Revista urbana y cosmopolita
Invierno'09-10
Barcelona... responde
Es posible que muchos barceloneses no diesen crédito a la noticia que apareció en los medios de comunicación el pasado mes de octubre sobre que Barcelona era la cuarta mejor ciudad de Europa para hacer o ubicar negocio. Esta información apareció en un estudio basado en una encuesta realizada a más de 500 directivos de grandes empresas de nueve países europeos. Su escepticismo puede venir dado por el hecho de que, desde que comenzó la crisis, la realidad económica de casi un 40% de los habitantes de esta ciudad haya cambiado a peor. Luego, entonces, es lógico que a un amplio sector de la ciudadanía no le cuadren esas aseveraciones, puesto que, para ese colectivo barcelonés, ello debería traducirse en un ambiente mucho más optimista y generador de riqueza, lo cual contrasta con el goteo casi constante de cierres de comercios o el paulatino aumento de las cifras de desempleo.
Sin embargo, al margen de esas dos vertientes parece que existe una tercera que explicaría esa leve diferencia de percepción de realidades; es la de los expertos que situarían tales informaciones en el plano de la macro-economía. Algo que desde la perspectiva personal de cada uno -y mucho más desde la de los afectados negativamente- es prácticamente inapreciable, pero sí desde un contexto global. Por tanto, en este sentido, amigos, hemos de congratularnos de que nuestra ciudad, Barcelona, a pesar de la crisis, responde, aunque sea desde la óptica macroeconómica, puesto que otras ciudades desearían ese estatus. Un estatus que, aducen, nos servirá para disfrutar de una idónea imagen internacional, condición sine qua non, por otra parte, para acceder a un selecto grupo de ciudades, las cuales, una vez pase lo que está cayendo, al parecer, podrán continuar presentando excelentes argumentos y resultados económicos. Pero a corto plazo, habremos de esperar.
Le demos las vueltas que le demos, y basándonos en ese estudio que viene efectuando la consultora Cushman & Wakefield desde 1989, Barcelona, nuestra ciudad, responde bien, sólo superada por Londres, París o Frankfurt. Y, si no, miren algunas de las razones que esgrimen muchos de esos ejecutivos preguntados en pro de nuestra ciudad: buena calidad de vida (primera en esta calificación parcial, dejando incluso detrás a Ginebra), la disponibilidad de oficinas, la relación calidad-precio y, como no, los bajos salarios de los trabajadores. Sin embargo, donde peor parada sale nuestra ciudad es en las deficientes infraestructuras de transporte, en el bajo dominio de idiomas extranjeros y el nivel de contaminación. 'Without commentary' o ¿mejor diría 'No comment'?.

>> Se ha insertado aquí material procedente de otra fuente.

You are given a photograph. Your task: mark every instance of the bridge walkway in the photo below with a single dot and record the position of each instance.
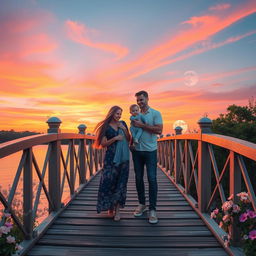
(79, 230)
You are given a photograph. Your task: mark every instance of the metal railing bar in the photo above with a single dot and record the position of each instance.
(41, 183)
(247, 181)
(216, 173)
(17, 177)
(220, 179)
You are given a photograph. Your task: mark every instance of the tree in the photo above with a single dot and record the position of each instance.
(238, 122)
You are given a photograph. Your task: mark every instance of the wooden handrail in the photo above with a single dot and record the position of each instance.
(185, 166)
(74, 167)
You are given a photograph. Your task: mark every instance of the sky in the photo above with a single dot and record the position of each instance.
(76, 59)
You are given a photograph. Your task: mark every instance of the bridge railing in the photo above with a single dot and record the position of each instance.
(192, 162)
(58, 177)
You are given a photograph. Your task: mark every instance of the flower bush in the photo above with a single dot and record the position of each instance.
(244, 216)
(9, 243)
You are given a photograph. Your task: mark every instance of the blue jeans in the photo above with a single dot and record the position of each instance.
(140, 159)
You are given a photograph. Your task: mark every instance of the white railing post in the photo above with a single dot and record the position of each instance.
(204, 167)
(54, 166)
(72, 167)
(82, 162)
(177, 159)
(28, 194)
(235, 188)
(187, 167)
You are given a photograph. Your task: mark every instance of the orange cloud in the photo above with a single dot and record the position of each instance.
(79, 33)
(203, 27)
(220, 7)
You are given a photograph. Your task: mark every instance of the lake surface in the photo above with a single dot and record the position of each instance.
(8, 169)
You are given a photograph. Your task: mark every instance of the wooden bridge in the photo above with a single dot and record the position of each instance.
(190, 182)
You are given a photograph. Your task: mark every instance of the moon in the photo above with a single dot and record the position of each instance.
(190, 78)
(182, 124)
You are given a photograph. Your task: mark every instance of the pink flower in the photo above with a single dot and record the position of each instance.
(4, 230)
(231, 197)
(18, 247)
(213, 215)
(227, 205)
(251, 214)
(236, 208)
(245, 237)
(244, 197)
(252, 234)
(226, 218)
(10, 239)
(216, 211)
(7, 215)
(226, 243)
(8, 224)
(243, 217)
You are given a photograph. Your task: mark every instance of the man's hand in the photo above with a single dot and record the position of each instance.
(120, 125)
(138, 123)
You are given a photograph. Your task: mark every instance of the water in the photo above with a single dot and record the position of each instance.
(8, 169)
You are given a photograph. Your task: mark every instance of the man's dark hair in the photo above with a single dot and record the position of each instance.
(144, 93)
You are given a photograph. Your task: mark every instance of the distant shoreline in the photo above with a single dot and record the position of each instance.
(12, 135)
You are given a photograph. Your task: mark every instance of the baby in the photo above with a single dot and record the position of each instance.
(136, 115)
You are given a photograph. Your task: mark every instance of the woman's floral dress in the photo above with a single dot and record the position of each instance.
(113, 182)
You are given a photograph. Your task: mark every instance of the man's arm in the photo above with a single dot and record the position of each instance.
(156, 129)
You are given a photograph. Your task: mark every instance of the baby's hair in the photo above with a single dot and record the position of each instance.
(133, 106)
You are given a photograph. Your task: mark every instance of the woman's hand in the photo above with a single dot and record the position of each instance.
(119, 137)
(120, 125)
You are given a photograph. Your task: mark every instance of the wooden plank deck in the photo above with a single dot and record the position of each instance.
(81, 231)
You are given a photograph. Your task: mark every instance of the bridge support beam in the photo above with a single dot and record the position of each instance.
(54, 176)
(28, 194)
(204, 176)
(235, 188)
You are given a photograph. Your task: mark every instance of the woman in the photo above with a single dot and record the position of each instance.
(114, 135)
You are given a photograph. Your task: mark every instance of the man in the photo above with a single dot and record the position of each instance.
(145, 153)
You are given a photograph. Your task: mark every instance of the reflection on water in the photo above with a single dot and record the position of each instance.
(8, 168)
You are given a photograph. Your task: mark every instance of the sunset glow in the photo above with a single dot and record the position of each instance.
(76, 59)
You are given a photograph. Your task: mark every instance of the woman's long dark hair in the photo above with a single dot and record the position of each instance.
(101, 127)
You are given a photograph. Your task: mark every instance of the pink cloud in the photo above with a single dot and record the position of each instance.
(80, 34)
(203, 28)
(220, 7)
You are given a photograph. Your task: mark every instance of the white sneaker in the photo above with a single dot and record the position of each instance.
(141, 208)
(152, 217)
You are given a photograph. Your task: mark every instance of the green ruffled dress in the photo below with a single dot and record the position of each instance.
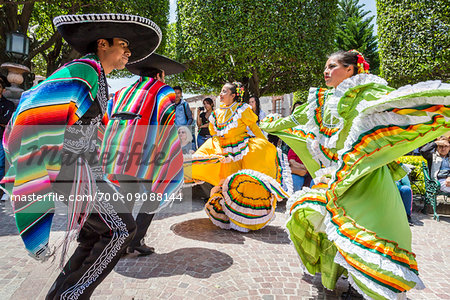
(355, 223)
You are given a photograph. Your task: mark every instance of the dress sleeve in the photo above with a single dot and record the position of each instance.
(250, 118)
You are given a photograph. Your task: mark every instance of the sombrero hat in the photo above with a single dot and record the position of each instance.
(156, 61)
(79, 31)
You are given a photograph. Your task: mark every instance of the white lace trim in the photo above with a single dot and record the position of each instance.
(233, 123)
(347, 246)
(385, 102)
(371, 117)
(332, 103)
(313, 145)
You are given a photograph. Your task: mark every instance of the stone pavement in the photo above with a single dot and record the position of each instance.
(196, 260)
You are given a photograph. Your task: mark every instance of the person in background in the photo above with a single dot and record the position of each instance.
(256, 107)
(437, 155)
(183, 114)
(185, 136)
(203, 114)
(6, 110)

Y para acabar, dos cosillas más para seguir alimentando nuestro ego; una en relación con este estudio, en el que añade que nuestra ciudad siempre se ha colocado por delante de Madrid, y la otra que la revista 'Forbes' nos ha considerado, recientemente, la quinta ciudad del mundo donde mejor se come. Ahí es nada. Lo dicho, Barcelona responde.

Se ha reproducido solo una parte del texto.